I also needed an official first page since a book cannot begin with the first page on the left-hand side. I kept the line art for the first page very simple:
Page three needed some edits because on page four the hero is also chopping something with his sword. Visually it looks better if he is preparing to swing on one page, followed by chopping on the next.
The new line art has the hero about to chop with his sword. Some might think this is done to make the book less violent, but it really was done for visual storytelling purposes.

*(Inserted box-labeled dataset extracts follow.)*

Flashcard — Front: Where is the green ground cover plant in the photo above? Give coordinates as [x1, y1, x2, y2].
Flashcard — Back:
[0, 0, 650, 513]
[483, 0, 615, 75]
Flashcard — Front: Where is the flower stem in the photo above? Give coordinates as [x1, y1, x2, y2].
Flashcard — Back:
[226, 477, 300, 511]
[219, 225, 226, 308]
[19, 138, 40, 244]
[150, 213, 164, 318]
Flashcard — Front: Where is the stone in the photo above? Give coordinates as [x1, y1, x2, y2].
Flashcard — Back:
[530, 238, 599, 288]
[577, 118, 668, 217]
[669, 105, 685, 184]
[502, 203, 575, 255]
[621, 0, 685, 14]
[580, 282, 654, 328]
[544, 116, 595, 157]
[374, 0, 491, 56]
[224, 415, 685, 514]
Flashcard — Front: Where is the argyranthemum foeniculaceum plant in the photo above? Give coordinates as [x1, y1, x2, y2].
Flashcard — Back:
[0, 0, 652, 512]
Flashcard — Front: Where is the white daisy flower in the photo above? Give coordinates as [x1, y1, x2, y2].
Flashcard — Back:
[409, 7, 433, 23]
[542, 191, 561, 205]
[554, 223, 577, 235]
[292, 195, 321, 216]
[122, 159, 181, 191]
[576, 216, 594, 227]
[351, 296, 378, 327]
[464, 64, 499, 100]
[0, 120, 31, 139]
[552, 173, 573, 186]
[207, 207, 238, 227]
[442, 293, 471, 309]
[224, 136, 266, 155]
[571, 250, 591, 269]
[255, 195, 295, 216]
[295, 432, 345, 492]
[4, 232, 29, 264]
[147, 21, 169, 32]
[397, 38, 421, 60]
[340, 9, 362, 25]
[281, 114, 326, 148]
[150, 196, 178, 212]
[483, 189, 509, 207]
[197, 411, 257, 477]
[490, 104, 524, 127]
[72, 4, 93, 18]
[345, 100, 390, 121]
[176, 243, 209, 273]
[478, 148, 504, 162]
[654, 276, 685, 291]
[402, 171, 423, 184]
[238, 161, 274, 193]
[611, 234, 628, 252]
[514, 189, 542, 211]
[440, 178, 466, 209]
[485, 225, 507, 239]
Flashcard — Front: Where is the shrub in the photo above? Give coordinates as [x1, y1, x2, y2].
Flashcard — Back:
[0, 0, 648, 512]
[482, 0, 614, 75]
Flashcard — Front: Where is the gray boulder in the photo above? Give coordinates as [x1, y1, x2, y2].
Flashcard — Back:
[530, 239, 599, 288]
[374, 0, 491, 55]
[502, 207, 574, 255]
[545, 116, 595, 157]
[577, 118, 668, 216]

You can see that the story flows better into page four which is the hero chopping something with his sword:
The last pages to edit were the final two pages. The initial critique was that the desserts looked like "conveyor belt sushi" because they were all neatly lined up:
Now for most of you this is an easy solution - just move the desserts around. For me it was the most difficult editing I had to do because I am very picky about my line art and I see tangents everywhere. I did my very best to enlarge some things and move stuff around. I had to re-ink some of the desserts because when you shrink or enlarge inks, they can become fuzzy. Anyways, I think the edited pages do look better in the end:
Brian Stelfreeze is my teacher and he is the one who provided this critique. He also showed me a cool way to go about planning color theory for a book. What he showed me was to use color "swatches" where the large rectangle is the dominate color on the page and the other smaller boxes are the other major colors. Brian says that the color theory for a book should play out like a song, with verses and chorus' and a blistering solo. Some parts of a song should stand out, while others should be quieter. It was a good way to get me thinking about the overall color theory for the book and what pages should stand out so I can drive the message of the story home.